Tuesday, March 4, 2014

Two houses

Two houses suck sometimes. I know my girls think that.  They don’t come out and say it with words, instead, they might wake up grumpy when it’s time to go to school, knowing they’re going to their second house in the afternoon.  They don’t want to get out of bed, they don’t want to brush their teeth, they certainly don’t want to pick out their damn dress, even though the night before they gurgled with joy about how they couldn’t WAIT to wear the ruffly one with sparkles on it.  Nope, all evening lovely memories of canoodling and smooshing each other with kisses and cuddling up with book time about the Happy Lion are forgotten.  Poof, into thin air.

I suppose I could blame it on the early morning rise which begets our single mom commute to school and work, weaving in and out of traffic as I drive across mountains (literally) to deliver my DDs to their respective drop offs, myself sprinting to my job (I hate running, but I’ve turned into an early a.m. sprinter.  I seriously wear tennis shoes to work).  Or maybe it’s the pre-dawn light and aroma of chocolate chip waffles just not doing it for them, particularly for DD2, along with the fruity pebbles on the table that DD2 has decided to protest in honor of NOT picking out her dress due to lying on the bedroom floor in a heap just mere minutes before—mean old mommy then making an executive decision to pick one to take along, declare it was ‘pajama day’ at preschool for now.  Then carrying DD2 and plopping her in her breakfast chair.  The nerve.  (and yes, it was a sugary breakfast day, sigh).

But mostly I know the overall crankiness is due to the fact that despite ‘the routine’ and kids ‘thrive on routine’ and ‘knowing what to expect,’ having to go to two houses kind of sucks.  We can’t forget a beloved blankie or a favorite lovey, and sometimes they might even get scolded for taking their beloved lovies over; we can’t forget to pack the lunch container from that house or spoon, etc. (and god forbid I forget to pack a sock or two, got a list of missing panties.  Counting panties, seriously.)  And just when they get settled into the routine at our house, then it’s time to go to the second house.  And I’m sure it can’t be easy doing it the other way, too.  Sometimes, they come home and are sad because they’re worried about their dad and what he has said.  Who knows what they say over there about me (mean fruity pebbles tyrant mommy?)  And it doesn’t help that every time they do go over there, I have inward panic attacks about what might happen, because I know what he’s capable of, and yet I have learned to control said fears behind a herculean strengthed mask of smiles and support and positivity because no matter what, my kids love their dad.  

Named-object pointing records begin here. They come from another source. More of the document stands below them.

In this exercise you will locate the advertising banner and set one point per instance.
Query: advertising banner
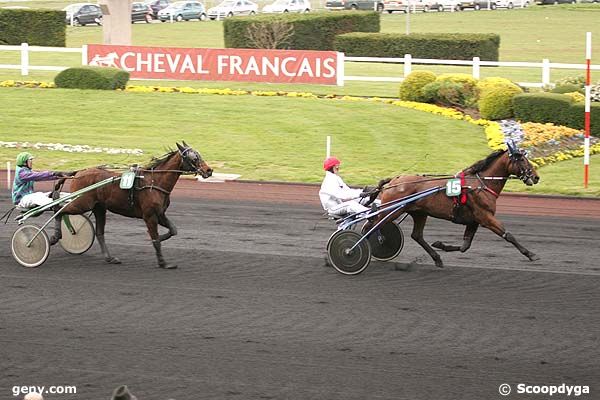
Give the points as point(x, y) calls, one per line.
point(241, 65)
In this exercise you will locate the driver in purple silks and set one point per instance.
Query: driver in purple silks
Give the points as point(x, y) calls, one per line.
point(23, 194)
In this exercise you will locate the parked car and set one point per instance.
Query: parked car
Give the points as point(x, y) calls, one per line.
point(510, 4)
point(83, 14)
point(183, 11)
point(354, 5)
point(478, 4)
point(229, 8)
point(284, 6)
point(141, 12)
point(412, 5)
point(157, 5)
point(543, 2)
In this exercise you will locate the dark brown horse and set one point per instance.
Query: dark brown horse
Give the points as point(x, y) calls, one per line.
point(484, 182)
point(148, 200)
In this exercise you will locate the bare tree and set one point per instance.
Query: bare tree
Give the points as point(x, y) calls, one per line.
point(275, 35)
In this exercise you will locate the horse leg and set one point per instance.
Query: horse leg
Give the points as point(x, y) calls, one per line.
point(467, 240)
point(100, 216)
point(152, 225)
point(419, 221)
point(497, 227)
point(166, 222)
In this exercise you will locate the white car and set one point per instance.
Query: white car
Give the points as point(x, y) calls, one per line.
point(511, 3)
point(284, 6)
point(229, 8)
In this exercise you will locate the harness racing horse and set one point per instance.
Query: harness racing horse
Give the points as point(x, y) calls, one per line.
point(489, 174)
point(149, 200)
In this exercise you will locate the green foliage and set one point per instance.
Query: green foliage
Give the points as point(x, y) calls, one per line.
point(492, 83)
point(452, 90)
point(36, 27)
point(567, 88)
point(312, 31)
point(555, 108)
point(497, 102)
point(448, 93)
point(92, 78)
point(445, 46)
point(411, 89)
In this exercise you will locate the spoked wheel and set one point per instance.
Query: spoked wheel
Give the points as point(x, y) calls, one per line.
point(344, 260)
point(30, 246)
point(77, 234)
point(386, 242)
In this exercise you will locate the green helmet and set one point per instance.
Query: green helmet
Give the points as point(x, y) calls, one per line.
point(23, 157)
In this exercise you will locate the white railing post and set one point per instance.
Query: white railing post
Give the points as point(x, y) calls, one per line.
point(8, 171)
point(84, 54)
point(24, 59)
point(407, 65)
point(476, 67)
point(545, 72)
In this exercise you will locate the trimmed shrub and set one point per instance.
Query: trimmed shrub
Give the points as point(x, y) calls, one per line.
point(497, 102)
point(36, 27)
point(445, 46)
point(491, 83)
point(567, 88)
point(92, 78)
point(449, 93)
point(411, 89)
point(312, 31)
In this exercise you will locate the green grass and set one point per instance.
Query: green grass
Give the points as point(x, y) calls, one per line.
point(559, 29)
point(266, 138)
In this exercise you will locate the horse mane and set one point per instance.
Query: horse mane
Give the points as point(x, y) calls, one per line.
point(485, 163)
point(156, 161)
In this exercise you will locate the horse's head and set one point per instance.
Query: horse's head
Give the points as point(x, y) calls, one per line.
point(519, 165)
point(192, 161)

And when they DO share with me concerning anecdotes or questions (i.e. daddy says this and crying commences), I comfort as much as I can, and knowing that the challenges will only increase as the kids get older and start questioning like older kids will, do everything I can to make them comfortable to ask me the hard questions and tell me the hard things--never judging only answering as best as i can.  Translating hard answers into something that doesn't shit-talk their dad (not helpful, and i see how stressed they get when they deliver shit-talk about me from over there), but helps them understand that human beings have limits, and people love other people the best that they know how, and NONE of it is their responsibility.

Two houses suck. 

p.s. I am grateful for the big changes and daily live the potpourri of reasons on how much our life has improved.  I am so very thankful for that.  I’m just saying, even in the best of circumstances, the house juggle can be a pain in the a$$.